La contienda entre Iván Cepeda, del Pacto Histórico, y Abelardo de la Espriella, de Salvación Nacional, suscitaron un intenso debate sobre el futuro de la democracia colombiana, la implementación de los acuerdos de paz, los derechos sobre la tierra, la migración y el papel del país en América Latina.
Las elecciones se celebran en un momento crítico para una nación que lleva décadas lidiando con el conflicto armado, el desplazamiento y la polarización política.
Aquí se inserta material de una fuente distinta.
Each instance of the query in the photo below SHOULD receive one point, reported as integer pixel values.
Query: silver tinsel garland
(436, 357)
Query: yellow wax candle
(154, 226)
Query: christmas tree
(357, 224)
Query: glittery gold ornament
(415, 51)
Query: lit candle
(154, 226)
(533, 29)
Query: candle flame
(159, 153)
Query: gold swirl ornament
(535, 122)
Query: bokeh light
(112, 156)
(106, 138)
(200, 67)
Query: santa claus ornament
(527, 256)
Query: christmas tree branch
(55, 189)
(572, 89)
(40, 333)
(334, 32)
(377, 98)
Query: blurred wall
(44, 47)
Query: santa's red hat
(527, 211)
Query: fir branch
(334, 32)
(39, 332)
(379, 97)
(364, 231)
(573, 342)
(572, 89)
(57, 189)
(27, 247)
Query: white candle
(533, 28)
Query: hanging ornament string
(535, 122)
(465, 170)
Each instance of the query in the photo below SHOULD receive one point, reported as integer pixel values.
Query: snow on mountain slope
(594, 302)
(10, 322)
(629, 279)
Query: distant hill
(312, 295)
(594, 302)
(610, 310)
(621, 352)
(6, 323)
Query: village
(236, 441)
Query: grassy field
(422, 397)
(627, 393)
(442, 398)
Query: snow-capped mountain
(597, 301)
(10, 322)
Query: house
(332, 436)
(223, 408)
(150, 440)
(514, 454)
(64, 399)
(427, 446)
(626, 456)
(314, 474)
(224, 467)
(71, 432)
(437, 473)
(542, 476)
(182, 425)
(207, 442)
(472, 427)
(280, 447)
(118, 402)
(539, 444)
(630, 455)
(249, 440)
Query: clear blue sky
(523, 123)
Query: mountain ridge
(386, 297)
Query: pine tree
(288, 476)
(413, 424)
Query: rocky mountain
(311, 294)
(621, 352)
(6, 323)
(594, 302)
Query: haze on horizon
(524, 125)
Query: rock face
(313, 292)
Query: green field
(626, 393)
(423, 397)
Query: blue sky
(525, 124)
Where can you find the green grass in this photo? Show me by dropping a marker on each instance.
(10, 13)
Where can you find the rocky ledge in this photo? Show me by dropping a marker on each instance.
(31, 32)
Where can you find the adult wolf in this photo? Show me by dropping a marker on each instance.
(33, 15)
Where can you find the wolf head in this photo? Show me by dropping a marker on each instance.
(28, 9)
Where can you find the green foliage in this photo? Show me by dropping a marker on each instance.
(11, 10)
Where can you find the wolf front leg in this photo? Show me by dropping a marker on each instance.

El resultado podría tener repercusiones significativas para la gobernanza democrática, los derechos humanos, los patrones migratorios y la estabilidad regional en todo el hemisferio.
Polarización
Beatriz Magaloni, profesora de Ciencias Políticas e investigadora principal de la Universidad de Stanford. Directora del Laboratorio de Pobreza, Violencia y Gobernanza; co directora del Democracy Action Lab, dijo que la polarización en las elecciones de América Latina, en el contexto de Colombia oculta problemas más profundos, como la incapacidad del Estado para garantizar la seguridad.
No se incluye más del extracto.